Suja Padmanabhan, MBBS, from Westmead Hospital in Australia, and colleagues conducted a retrospective review to examine the clinical significance of falling insulin requirements in women with preexisting or overt diabetes in pregnancy. Data were collected from 139 pregnancies in women with preexisting diabetes. Case subjects were those with falling insulin requirements of ≥15% from the peak total daily dose in late pregnancy (35 women).

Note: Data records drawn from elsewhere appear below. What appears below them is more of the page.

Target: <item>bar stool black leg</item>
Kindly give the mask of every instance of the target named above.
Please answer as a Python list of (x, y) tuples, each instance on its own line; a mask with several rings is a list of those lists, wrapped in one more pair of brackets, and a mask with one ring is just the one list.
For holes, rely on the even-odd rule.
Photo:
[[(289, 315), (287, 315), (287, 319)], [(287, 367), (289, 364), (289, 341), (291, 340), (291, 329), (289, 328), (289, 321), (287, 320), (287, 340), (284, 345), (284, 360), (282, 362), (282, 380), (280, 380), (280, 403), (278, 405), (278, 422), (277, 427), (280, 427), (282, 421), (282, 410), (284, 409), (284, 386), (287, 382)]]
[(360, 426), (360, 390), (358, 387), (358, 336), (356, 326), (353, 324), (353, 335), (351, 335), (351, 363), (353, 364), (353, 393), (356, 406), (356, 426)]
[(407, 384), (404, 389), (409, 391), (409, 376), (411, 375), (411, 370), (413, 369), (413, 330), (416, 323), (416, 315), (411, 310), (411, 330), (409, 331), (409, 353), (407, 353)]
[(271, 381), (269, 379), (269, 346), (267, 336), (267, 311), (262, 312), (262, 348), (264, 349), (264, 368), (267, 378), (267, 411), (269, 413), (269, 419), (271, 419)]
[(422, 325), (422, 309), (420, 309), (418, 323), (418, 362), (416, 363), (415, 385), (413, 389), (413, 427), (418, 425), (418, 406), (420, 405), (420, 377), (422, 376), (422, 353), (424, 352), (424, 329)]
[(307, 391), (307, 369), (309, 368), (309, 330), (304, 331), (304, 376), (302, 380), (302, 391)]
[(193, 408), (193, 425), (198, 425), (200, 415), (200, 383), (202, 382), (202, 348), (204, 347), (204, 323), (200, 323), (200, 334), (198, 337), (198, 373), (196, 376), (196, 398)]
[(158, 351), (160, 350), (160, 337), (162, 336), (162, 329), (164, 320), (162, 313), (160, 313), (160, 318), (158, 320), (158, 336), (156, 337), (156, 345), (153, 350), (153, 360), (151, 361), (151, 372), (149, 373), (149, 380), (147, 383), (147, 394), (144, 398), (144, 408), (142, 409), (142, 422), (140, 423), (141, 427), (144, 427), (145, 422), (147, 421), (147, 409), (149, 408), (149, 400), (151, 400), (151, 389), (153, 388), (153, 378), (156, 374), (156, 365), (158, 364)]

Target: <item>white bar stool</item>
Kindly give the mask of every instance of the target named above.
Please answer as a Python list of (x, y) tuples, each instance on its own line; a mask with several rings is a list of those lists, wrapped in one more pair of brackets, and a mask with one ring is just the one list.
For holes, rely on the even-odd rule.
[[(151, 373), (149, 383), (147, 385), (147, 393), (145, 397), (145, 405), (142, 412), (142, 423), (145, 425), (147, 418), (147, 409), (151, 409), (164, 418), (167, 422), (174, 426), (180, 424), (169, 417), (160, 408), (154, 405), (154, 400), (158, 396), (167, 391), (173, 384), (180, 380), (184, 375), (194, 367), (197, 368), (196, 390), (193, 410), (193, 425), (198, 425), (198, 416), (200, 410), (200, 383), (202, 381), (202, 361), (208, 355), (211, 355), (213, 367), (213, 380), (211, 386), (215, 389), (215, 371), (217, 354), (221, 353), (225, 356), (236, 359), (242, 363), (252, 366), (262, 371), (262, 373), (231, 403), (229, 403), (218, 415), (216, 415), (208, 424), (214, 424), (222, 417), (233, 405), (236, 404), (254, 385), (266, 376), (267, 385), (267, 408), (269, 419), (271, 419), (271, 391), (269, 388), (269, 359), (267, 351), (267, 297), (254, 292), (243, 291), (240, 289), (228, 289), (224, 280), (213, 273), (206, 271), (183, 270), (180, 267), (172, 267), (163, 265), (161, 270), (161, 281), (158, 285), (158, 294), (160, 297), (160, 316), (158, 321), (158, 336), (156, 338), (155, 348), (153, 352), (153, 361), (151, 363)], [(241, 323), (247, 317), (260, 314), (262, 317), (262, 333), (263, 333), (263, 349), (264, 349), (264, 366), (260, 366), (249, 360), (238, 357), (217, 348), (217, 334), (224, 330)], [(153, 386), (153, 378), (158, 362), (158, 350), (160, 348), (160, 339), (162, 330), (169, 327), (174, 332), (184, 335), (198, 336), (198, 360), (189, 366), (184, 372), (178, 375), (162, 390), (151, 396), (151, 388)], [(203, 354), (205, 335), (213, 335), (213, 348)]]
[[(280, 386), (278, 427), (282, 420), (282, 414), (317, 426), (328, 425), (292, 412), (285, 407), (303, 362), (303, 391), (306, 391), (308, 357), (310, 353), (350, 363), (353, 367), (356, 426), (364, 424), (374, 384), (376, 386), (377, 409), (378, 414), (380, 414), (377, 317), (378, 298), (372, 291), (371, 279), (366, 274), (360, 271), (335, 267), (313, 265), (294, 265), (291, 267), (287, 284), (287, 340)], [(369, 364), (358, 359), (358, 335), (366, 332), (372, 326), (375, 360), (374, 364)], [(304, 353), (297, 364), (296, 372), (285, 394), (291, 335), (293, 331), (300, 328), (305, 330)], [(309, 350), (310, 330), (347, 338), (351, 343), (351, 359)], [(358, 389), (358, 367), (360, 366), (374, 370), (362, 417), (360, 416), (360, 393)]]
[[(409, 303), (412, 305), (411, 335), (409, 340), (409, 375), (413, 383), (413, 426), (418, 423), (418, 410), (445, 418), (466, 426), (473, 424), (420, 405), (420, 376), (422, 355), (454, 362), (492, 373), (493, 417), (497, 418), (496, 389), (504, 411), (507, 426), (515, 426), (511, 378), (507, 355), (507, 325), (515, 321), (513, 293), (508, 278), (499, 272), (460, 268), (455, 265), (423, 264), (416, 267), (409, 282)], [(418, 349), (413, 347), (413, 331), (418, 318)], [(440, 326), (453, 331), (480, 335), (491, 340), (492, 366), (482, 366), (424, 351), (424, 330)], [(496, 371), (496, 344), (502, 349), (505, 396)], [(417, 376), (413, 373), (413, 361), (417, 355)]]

The researchers found that 25.2% of women had a >15% fall in insulin requirements, with nulliparity the sole predictor at baseline (odds ratio [OR], 2.5; P=0.03). An elevated risk of preeclampsia (OR, 3.5) and the composite of clinical markers of placental dysfunction (OR, 4.4) were seen in association with falling insulin requirements. Falling insulin requirements correlated with higher rates of small for gestational age (OR, 3.4; P=0.048), but not with other adverse neonatal outcomes. However, those with falling insulin requirements had a higher incidence of neonatal intensive care unit admission (OR, 15.5) and earlier delivery (median 37.7 vs. 38.3 weeks; P=0.014).

“Further prospective studies are needed to guide clinical management,” the authors write.